Le seigneur de Syracusa libéra un petit rire sarcastique.
« Avant que Julius ne soit annexé à Syracusa, ces animaux de Mikats ne se mariaient pas et les femmes appartenaient à tous les hommes des communautés rurales. Depuis deux siècles, la loi et l'Eglise les obligent à prendre une seule épouse. C'est la première loi du code généticomoral régissant les satellites. Voilà pourquoi, monsieur le connétable, vous ne nous dévoilez pas des merveilles en nous affirmant que ce sous-humain pense à sa femme ! »
Imperturbable, Pamynx ignora le persiflage de Ranti Ang et poursuivit :
« Je vois également des visages d'enfants. Trois garçons et deux filles... »
Ecrasé par l'importance des personnages qui l'observaient depuis le balcon, effaré par les paroles du connétable, transcription fidèle des quelques images qui lui traversaient l'esprit, le Mikat poussa un hurlement de bête traquée et tomba à genoux sur le carrelage glacé.
« Il est doté d'un cerveau très grossier, ajouta inutilement Pamynx.
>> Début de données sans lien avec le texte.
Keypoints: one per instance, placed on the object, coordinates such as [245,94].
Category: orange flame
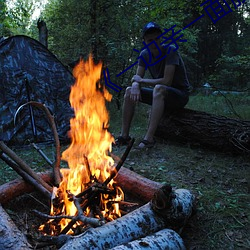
[90,137]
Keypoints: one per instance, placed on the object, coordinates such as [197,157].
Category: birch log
[150,218]
[130,182]
[162,240]
[10,237]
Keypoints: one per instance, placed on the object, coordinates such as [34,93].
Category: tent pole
[33,125]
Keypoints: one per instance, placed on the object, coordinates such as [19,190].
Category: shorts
[174,100]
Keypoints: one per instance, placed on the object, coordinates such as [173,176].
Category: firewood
[10,237]
[132,183]
[26,176]
[136,185]
[56,168]
[23,165]
[150,218]
[18,187]
[211,131]
[163,239]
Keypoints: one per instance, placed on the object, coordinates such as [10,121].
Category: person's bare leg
[127,113]
[156,112]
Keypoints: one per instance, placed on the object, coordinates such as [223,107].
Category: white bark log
[139,223]
[162,240]
[10,237]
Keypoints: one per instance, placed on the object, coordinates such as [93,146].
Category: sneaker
[121,141]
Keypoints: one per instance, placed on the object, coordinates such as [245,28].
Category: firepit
[86,198]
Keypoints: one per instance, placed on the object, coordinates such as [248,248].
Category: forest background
[216,51]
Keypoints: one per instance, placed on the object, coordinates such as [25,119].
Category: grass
[219,180]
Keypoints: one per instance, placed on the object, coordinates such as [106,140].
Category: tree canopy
[217,48]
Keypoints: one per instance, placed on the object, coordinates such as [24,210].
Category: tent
[30,72]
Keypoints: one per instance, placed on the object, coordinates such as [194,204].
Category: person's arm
[167,79]
[135,93]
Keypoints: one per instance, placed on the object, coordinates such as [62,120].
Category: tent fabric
[29,71]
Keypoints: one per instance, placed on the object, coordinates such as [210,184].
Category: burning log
[163,239]
[216,132]
[165,210]
[137,185]
[140,187]
[10,237]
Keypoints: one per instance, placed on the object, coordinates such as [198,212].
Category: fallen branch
[26,176]
[131,183]
[163,239]
[23,165]
[57,174]
[18,187]
[143,221]
[212,131]
[10,237]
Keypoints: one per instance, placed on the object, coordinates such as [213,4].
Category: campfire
[87,198]
[87,188]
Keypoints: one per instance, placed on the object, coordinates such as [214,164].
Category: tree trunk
[212,131]
[10,237]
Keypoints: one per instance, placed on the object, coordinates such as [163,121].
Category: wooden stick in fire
[25,176]
[57,174]
[24,166]
[120,163]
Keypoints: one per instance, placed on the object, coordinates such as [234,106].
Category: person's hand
[136,78]
[135,93]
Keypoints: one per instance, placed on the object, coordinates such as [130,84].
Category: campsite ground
[219,180]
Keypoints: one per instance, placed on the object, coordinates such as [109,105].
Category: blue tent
[30,72]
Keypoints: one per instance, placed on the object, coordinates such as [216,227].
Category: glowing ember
[88,155]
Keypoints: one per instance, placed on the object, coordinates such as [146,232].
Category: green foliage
[111,29]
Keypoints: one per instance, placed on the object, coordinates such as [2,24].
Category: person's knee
[159,91]
[127,92]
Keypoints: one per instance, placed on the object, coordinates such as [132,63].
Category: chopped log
[140,187]
[148,219]
[18,187]
[136,185]
[163,239]
[212,131]
[10,237]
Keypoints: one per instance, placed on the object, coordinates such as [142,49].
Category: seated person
[168,89]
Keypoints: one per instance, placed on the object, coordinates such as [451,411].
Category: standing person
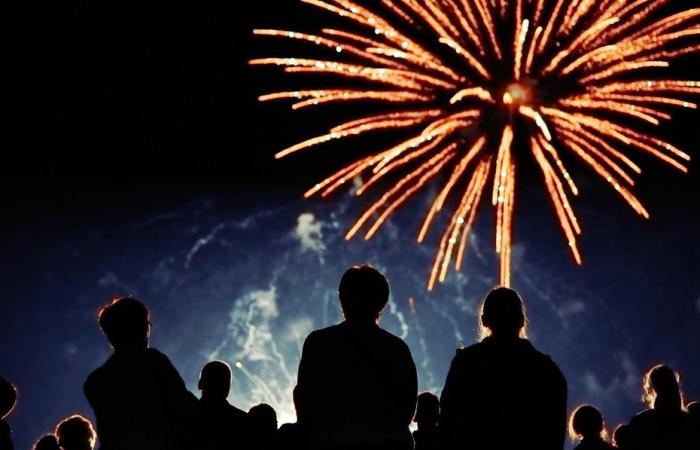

— S'il possède un esprit aussi primaire que vous l'affirmez, monsieur, quelle sera la valeur de cette expérience appliquée à des intelligences supérieures ? Nous n'avons pas à nous encombrer de tout ce fatras de mauvaise sorcellerie pour mater le Mikatun de Julius ! Nos ancêtres s'en sont déjà chargés sans contrevenir aux préceptes de notre sainte Eglise ! »
Pamynx réalisa tout à coup l'extrême fragilité de sa situation. Pris par ses multiples activités, il ne s'était pas arrêté aux nombreuses rumeurs de disgrâce qui avaient couru à son sujet. Il n'avait pas besoin de se glisser dans l'esprit de Ranti Ang — action sacrilège, passible de la peine de mort — pour percevoir les intentions meurtrières contenues dans les modulations de sa voix. Le connétable avait mésestimé l'importance de la cabale orchestrée contre lui par Tist d'Argolon, chantre réputé de la tradition syracusaine. Bien qu'il eût intercepté quelques pensées relatives à l'action souterraine de son rival syracusain, Pamynx n'avait pas cru bon d'intervenir, estimant que la qualité de ses relations avec le grand Arghetti Ang et l'ancienneté de ses états de service le plaçaient au-dessus des intrigues de palais. En l'occurrence, il avait fait preuve d'une légèreté inacceptable pour un Scaythe des échelons supérieurs, pour une antenne majeure. Cette imprudence compromettait le Grand Projet, le plan universel préparé durant des siècles par les maîtres germes d'Hyponéros. Sa marge de manœuvre s'était considérablement réduite. Désormais, l'édifice tout entier reposait sur la seule réussite de cette expérience.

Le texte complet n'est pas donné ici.